Anesthesiology’s journal-based CME program is open to all readers. Members of the American Society of Anesthesiologists participate at a preferred rate, but you need not be an ASA member or a journal subscriber to take part in this CME activity. Please complete the following steps:

  1. Read the article by Tsen entitled “Gerard W. Ostheimer ‘What’s New in Obstetric Anesthesia’ Lecture” on page 672 of this issue.

  2. Review the questions and other required information for CME program completion (published in both the print and online journal).

  3. When ready, go to the CME Web site: Submit your answers, form of payment, and other required information by December 31 of the year following the year of publication.

The American Society of Anesthesiologists is approved by the Accreditation Council for Continuing Medical Education (ACCME) to sponsor continuing medical education for physicians.

The American Society of Anesthesiologists designates this continuing medical education program for a maximum of 1 hour of Category 1 credit toward the AMA’s Physician Recognition Award. Each physician should claim only those hours of credit actually spent in the activity.

Purpose:  The focus of the journal-based CME program, and the articles chosen for the program, is to educate readers on current developments in the science and clinical practice of the specialty of Anesthesiology.

Target Audience:  Physicians and other medical professionals whose medical specialty is the practice of anesthesia.

Learning Objectives:  After reading the article related to this program, participants should be familiar with advances in obstetric anesthesia in the topics reviewed.

Disclosure Information:

Authors – Lawrence C. Tsen, M.D.

Grants or research support:  None

Consultantships or honoraria:  None

The article authored by Dr. Tsen was supported solely from institutional and/or departmental sources.

Question Writer – Peter L. Bailey, M.D. Dr. Bailey has no grants, research support, or consultant positions, nor does he receive any honoraria from outside sources, which may create conflicts of interest concerning this CME program.

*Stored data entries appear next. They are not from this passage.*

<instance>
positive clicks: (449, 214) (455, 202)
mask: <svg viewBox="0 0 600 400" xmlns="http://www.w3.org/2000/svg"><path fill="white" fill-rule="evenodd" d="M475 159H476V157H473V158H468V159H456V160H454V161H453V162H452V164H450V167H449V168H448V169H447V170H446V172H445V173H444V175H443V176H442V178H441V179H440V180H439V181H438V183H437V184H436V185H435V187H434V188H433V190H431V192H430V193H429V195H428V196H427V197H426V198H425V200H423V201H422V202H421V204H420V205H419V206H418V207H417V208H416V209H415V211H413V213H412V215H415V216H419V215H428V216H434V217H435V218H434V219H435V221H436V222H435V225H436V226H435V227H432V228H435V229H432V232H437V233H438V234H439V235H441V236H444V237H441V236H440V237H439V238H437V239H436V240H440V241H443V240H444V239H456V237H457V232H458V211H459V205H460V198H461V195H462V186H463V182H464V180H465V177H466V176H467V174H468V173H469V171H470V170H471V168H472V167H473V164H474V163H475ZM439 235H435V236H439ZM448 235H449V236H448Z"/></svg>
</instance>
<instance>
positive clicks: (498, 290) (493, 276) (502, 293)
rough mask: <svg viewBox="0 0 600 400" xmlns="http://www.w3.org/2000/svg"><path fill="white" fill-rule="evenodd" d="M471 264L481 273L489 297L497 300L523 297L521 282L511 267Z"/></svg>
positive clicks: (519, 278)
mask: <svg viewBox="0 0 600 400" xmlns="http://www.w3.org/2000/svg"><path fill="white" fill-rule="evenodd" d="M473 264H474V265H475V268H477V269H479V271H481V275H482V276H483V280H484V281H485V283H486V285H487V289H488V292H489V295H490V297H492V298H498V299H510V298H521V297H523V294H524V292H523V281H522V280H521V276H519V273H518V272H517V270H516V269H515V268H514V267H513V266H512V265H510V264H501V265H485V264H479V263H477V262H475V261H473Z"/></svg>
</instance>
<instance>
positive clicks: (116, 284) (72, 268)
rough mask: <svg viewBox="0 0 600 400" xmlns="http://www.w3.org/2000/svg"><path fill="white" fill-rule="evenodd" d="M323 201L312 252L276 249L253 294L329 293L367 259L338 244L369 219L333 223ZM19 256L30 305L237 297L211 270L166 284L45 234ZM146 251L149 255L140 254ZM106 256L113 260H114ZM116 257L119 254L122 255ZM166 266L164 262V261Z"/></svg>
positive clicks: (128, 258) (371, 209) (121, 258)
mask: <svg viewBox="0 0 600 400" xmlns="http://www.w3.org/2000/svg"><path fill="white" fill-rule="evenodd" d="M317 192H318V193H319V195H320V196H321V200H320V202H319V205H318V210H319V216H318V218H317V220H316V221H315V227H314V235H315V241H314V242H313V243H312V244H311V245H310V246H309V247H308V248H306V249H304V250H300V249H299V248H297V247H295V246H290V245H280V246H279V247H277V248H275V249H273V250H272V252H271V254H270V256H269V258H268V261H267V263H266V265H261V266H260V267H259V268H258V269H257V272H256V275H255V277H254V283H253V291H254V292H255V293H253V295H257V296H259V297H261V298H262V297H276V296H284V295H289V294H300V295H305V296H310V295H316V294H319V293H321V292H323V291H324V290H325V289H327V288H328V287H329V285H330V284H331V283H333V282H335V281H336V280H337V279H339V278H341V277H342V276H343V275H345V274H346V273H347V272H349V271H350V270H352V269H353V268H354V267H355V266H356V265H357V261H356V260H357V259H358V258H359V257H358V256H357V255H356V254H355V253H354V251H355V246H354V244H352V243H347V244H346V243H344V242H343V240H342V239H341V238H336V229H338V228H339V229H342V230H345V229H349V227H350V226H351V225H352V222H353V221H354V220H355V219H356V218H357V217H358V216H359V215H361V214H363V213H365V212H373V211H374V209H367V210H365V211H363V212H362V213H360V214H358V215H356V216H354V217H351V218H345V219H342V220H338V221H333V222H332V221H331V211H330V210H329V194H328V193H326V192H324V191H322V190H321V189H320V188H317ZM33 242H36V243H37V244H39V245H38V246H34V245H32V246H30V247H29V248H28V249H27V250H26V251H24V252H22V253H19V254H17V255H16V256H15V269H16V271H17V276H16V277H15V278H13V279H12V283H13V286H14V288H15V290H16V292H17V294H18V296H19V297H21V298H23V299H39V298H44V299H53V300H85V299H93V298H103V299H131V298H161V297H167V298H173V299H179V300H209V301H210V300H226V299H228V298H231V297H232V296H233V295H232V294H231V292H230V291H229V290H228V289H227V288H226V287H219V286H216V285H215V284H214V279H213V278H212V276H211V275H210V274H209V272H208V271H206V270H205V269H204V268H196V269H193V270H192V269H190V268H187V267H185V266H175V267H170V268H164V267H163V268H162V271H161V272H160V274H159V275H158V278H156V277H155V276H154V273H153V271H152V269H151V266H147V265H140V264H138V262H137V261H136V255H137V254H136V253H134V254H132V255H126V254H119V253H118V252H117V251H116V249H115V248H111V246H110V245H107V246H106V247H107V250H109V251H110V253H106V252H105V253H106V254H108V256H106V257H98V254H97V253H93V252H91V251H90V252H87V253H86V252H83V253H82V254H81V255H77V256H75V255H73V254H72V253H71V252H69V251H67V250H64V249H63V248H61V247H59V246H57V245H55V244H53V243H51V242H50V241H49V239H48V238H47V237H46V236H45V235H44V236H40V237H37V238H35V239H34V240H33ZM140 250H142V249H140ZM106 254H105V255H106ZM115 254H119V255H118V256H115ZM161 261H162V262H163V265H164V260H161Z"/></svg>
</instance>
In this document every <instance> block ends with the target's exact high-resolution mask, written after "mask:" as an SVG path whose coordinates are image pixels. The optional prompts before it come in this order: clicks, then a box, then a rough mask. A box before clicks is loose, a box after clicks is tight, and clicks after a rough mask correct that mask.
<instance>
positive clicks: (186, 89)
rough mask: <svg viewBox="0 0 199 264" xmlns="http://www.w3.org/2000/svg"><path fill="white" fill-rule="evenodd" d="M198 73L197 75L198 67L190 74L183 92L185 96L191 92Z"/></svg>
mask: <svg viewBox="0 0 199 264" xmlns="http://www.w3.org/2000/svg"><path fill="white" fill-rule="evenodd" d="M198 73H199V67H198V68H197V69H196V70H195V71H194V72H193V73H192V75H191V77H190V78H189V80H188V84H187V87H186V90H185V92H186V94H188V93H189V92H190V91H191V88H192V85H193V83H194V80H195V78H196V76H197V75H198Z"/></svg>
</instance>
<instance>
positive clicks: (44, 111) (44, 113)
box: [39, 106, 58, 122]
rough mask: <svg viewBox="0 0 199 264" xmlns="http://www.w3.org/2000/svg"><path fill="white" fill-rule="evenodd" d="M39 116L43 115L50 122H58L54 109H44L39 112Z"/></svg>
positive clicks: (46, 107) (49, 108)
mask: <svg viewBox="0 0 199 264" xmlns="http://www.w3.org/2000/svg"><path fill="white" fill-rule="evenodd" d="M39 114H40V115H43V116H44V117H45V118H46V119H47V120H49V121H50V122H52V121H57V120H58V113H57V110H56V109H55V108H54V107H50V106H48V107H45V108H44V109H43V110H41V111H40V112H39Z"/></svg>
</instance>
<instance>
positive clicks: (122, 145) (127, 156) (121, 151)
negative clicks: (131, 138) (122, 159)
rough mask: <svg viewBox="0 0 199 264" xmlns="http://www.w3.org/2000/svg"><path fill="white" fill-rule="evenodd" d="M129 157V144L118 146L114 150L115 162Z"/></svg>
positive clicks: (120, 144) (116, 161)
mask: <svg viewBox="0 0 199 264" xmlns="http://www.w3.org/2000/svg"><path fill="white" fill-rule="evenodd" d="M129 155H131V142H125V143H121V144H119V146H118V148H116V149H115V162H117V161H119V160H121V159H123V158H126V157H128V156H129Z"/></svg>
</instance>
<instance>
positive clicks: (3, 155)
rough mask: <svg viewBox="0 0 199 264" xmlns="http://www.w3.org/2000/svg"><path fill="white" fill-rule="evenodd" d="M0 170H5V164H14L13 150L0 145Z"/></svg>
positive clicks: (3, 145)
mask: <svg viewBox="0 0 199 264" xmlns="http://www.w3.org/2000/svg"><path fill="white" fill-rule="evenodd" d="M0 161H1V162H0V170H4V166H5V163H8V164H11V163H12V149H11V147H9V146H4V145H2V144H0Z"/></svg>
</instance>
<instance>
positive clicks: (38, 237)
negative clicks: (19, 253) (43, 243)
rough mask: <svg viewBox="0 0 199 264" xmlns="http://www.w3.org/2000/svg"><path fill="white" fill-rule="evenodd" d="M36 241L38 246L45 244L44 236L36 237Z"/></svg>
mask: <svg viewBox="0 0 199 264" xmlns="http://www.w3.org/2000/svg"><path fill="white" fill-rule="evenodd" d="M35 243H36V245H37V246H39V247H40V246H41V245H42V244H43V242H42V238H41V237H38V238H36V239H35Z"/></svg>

Based on the article by Tsen entitled “Gerard W. Ostheimer ‘What’s New in Obstetric Anesthesia’ Lecture” the March issue of Anesthesiology, choose the one correct answer for each question:

1. Which of the following statements concerning preeclampsia is most  likely true?

A. The etiology of preeclampsia is well understood.

B. Aspirin prophylaxis increases the incidence of perinatal death.

C. Autoregulation of cerebral blood flow remains intact until the very late stages of preeclampsia.

D. Isosorbide dinitrate significantly impairs cerebral blood flow autoregulation in preeclamptic patients.

2. Which of the following statements concerning the management of preeclamptic patients is most  likely true?

A. Magnesium is the drug of choice for seizure prevention.

B. The goal of blood pressure control should be to achieve normal values.

C. Spinal anesthesia for cesarean delivery is contraindicated.

D. Mortality after general anesthesia for cesarean delivery is lower than after neuraxial anesthesia.

3. Intravenous corticosteroids in patients with the syndrome of hemolysis, elevated liver enzymes, and low platelets (HELLP) have been reported to result in all of the following except 

A. a reduction in the clinical expression of the syndrome.

B. improved recovery from HELLP.

C. exacerbation of high blood pressure.

D. improved platelet count.

4. Which of the following statements concerning management strategies for hemorrhage in the obstetric patients is most  likely true?

A. Preoperative autologous donation should start one week prior to anticipated delivery.

B. Acute normovolemic hemodilution does not have a role.

C. Intraoperative blood salvage should be routinely employed during cesarean section.

D. A Sengstaken-Blakemore tube, placed in the uterus, can prevent the need for hysterectomy.

5. Which of the following statements concerning informed consent in obstetric patients is most  likely true?

A. It is widely agreed upon that true informed consent is not possible in a laboring patient.

B. The informed consent process should be viewed as a tool to foster a better patient–physician relationship.

C. The use of a separate consent form for anesthesia is widespread.

D. In general, the perception of patients is that anesthesia is associated with significant risks.